# Dose any one shoot a pse baby g force dual cams



## bigjpw (Jul 21, 2010)

I bought a pse baby g force bow it is a older bow dont no what year i havent shot a bow in years got it sited in ok are these bows any good or should i try to sell it and find something else


----------



## Mr7mag (Jul 21, 2010)

*Baby G-Force*

I have a Baby G-Force that is 11 years old. Ancient compared to the bows made today.

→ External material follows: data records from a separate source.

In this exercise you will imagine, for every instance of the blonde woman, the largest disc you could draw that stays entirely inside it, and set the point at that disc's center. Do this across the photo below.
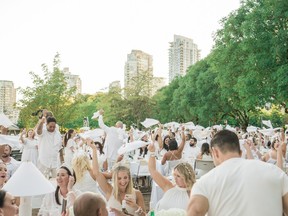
(86, 179)
(122, 193)
(69, 146)
(3, 174)
(176, 195)
(30, 146)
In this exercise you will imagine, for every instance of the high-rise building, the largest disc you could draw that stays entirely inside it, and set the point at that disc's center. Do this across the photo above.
(8, 100)
(7, 97)
(138, 67)
(73, 80)
(158, 83)
(115, 86)
(183, 52)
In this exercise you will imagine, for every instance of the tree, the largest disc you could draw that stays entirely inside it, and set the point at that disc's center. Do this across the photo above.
(50, 92)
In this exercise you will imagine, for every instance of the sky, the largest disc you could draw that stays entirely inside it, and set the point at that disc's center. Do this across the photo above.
(93, 37)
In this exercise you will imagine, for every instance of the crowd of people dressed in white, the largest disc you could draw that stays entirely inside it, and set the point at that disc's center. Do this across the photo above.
(250, 168)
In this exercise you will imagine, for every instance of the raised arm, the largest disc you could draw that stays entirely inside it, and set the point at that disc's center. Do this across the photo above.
(163, 182)
(249, 154)
(102, 181)
(101, 122)
(182, 144)
(160, 141)
(279, 162)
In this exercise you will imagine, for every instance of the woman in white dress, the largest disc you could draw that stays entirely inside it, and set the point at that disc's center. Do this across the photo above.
(205, 153)
(8, 206)
(63, 198)
(30, 146)
(69, 146)
(86, 180)
(3, 174)
(120, 193)
(176, 195)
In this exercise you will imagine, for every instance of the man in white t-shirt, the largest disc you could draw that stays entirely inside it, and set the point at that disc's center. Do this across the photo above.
(50, 143)
(238, 186)
(191, 150)
(10, 162)
(114, 139)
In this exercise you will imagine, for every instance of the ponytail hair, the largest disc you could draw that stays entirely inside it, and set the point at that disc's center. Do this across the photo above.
(67, 136)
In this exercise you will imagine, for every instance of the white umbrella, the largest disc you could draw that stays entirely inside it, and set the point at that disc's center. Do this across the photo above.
(5, 121)
(128, 147)
(190, 125)
(149, 122)
(26, 182)
(199, 127)
(228, 127)
(13, 141)
(95, 134)
(85, 128)
(95, 115)
(217, 127)
(251, 129)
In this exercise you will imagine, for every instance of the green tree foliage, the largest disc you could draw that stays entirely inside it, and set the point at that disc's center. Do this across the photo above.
(49, 92)
(246, 69)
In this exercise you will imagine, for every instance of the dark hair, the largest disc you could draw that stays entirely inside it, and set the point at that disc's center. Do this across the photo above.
(273, 143)
(2, 198)
(100, 147)
(166, 147)
(68, 136)
(8, 147)
(205, 149)
(51, 119)
(226, 141)
(195, 140)
(173, 145)
(189, 136)
(58, 188)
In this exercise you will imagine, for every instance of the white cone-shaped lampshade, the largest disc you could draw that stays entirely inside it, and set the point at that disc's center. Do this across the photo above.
(28, 181)
(128, 147)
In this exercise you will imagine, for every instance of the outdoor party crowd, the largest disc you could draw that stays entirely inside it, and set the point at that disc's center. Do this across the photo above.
(103, 171)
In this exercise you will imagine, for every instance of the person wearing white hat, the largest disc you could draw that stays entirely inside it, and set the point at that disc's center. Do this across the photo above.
(50, 143)
(90, 204)
(120, 193)
(114, 139)
(10, 162)
(57, 203)
(8, 205)
(234, 187)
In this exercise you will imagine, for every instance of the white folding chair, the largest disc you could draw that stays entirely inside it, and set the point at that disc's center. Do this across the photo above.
(201, 167)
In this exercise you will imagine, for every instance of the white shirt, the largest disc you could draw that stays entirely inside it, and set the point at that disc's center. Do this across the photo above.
(49, 146)
(243, 187)
(12, 166)
(114, 139)
(190, 152)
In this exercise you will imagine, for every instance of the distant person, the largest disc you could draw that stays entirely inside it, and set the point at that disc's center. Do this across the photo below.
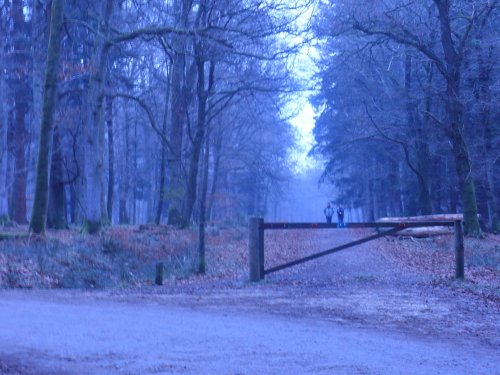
(340, 214)
(328, 211)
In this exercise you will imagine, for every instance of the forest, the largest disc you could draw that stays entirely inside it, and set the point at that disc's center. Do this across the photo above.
(135, 111)
(409, 94)
(143, 111)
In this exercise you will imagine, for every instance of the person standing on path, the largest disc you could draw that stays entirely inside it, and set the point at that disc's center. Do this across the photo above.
(328, 211)
(340, 214)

It still shoots good and the deer never ask how old my bow is anyway. 
The new bows are just outragious $$$$, no thanks. 

Good luck either way you go, new or old.


----------



## ChristopherA.King (Jul 21, 2010)

If it shoots fine and you like it keep it and save your money for gas to go hunting!!


----------



## benellisbe (Jul 22, 2010)

The dual cam was the Maxis cam and the single was called the lightning cam.  I want to say PSE had them from the late 90s through the early to mid 2000's.

EDIT: I stand corrected.  1996 - 1998 was the Baby G years.  They had the Maxis or Lightning cams.  G-Force was early 90s - 98.  What is your ATA length?


----------



## benellisbe (Jul 22, 2010)

http://tune.pse-archery.com/

You can use this to find a ton of info from PSE.


----------